I’ve just come out of a conference in Brussels were Jeremy Rifkin outlined his plan of a “Third Industrial Revolution for Europe”. It is a convincing and cutting-edge blueprint, endorsed also by the European Parliament and the European Commission. Bottom line: rethink the fundamental pillars of the European economy by getting our societies off fossil fuels through massive infusion of renewable energies and by turning each and every building in the ‘old continent’ into an energy hub, capable of producing energy and feeding any surplus back into the grid for others to use it. His proposal is to shift the system of energy production away from centralized control and turn it into an ‘Internet’ of small producers, which create and share energy. Not a new idea, but fundamentally revolutionary. European officials were staring at him but most probably did not really get the point.
Rifkin is a visionary and a fundamental believer in the power of technology. Yet, his assessment is not naive. He is aware of the challenge and the entrenched powers that would oppose such a transition to a non-carbon economy. He is calling for a profound revolution of our governance systems by advocating a new model of social order shaped around the example of the Web, where peers cooperate, co-produce and share.
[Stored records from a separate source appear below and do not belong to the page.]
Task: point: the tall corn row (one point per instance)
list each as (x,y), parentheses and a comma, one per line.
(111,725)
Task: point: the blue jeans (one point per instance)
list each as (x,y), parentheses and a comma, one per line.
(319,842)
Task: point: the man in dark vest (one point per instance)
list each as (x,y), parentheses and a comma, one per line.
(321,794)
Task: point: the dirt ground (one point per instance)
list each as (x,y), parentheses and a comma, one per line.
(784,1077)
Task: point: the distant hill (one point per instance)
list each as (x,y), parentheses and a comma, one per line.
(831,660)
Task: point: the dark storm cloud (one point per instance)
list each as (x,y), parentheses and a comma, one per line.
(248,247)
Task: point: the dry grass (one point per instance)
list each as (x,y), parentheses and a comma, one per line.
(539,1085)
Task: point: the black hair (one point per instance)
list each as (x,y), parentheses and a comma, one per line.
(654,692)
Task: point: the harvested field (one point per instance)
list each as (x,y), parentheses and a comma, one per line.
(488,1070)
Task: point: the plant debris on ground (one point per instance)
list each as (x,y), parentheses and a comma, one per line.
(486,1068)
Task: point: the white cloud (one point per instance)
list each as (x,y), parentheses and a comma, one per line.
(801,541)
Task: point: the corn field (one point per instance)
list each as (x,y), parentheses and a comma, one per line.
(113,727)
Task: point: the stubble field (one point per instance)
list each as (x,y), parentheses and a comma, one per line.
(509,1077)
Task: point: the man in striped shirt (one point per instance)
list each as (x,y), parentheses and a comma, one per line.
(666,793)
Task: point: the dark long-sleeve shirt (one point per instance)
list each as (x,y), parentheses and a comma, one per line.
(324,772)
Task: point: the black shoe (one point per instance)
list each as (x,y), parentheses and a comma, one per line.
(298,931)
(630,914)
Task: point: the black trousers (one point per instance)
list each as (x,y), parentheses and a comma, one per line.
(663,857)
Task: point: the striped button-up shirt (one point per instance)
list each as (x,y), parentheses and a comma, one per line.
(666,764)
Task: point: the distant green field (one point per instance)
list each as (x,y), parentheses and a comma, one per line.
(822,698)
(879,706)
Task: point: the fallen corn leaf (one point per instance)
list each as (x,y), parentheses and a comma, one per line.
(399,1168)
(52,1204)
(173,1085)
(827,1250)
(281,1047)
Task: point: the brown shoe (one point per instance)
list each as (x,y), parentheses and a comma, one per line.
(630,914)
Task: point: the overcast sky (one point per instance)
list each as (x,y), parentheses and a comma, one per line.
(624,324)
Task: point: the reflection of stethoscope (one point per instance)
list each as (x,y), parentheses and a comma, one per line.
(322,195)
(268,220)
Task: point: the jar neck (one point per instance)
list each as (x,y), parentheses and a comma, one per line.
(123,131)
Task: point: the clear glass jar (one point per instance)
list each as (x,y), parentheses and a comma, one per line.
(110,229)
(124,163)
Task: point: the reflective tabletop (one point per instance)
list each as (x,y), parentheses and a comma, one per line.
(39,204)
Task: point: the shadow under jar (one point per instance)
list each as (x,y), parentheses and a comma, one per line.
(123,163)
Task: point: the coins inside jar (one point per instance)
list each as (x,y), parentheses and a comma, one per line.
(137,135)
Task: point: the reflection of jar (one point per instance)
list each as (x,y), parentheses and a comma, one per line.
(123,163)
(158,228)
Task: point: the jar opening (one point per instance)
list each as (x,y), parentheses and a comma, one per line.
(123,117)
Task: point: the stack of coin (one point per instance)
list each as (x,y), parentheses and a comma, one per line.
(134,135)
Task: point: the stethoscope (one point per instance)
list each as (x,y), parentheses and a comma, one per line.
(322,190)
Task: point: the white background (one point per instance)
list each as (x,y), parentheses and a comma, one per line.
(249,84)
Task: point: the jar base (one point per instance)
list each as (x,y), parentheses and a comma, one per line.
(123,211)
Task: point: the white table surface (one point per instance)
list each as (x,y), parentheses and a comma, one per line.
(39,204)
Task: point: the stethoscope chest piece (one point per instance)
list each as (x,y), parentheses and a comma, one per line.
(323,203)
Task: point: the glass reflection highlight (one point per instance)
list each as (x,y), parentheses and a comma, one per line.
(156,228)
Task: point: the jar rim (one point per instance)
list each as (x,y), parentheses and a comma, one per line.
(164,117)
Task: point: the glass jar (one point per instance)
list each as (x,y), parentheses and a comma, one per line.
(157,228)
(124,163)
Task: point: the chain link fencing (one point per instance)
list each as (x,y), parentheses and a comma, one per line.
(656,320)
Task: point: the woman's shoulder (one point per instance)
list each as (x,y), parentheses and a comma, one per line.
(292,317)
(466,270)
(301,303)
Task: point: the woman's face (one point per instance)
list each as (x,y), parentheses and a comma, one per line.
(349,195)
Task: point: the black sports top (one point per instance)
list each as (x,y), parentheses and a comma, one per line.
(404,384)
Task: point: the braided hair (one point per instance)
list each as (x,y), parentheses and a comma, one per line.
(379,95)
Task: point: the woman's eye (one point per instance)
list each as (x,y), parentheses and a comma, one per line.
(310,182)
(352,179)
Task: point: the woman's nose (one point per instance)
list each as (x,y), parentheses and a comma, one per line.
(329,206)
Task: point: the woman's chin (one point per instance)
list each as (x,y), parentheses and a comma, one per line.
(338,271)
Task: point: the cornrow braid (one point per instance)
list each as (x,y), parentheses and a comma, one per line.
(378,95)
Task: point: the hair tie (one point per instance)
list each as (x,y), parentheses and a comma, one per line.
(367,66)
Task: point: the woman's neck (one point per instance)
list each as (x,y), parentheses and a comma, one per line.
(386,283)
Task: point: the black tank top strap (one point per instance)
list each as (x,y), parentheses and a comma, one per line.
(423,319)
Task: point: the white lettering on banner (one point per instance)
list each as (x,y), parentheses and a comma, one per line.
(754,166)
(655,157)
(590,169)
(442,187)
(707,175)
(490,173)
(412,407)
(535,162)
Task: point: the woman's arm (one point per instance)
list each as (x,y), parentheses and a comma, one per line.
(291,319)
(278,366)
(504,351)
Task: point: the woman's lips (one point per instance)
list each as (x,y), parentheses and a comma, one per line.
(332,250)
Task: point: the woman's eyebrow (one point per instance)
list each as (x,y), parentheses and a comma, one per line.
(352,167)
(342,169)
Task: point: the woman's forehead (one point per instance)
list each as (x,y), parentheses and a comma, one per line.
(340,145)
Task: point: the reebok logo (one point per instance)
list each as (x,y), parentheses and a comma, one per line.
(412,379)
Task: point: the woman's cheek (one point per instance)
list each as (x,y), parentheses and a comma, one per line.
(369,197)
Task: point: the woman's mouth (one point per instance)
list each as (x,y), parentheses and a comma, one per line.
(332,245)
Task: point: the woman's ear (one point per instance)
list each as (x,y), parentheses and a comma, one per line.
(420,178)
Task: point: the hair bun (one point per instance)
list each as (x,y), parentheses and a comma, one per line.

Amid the worst crisis ever since its inception, the EU should listen carefully to Mr Rifkin. We need to stop the madness of these endless austerity plans that only serve the purpose of keeping a defunct economic system on life support. What we need is what Rifkin calls “a new economic narrative”. If Europe finds the courage to change, it may very well find itself in a leading position in the world. Instead of mocking others (e.g. the US) as it has done for the past two decades.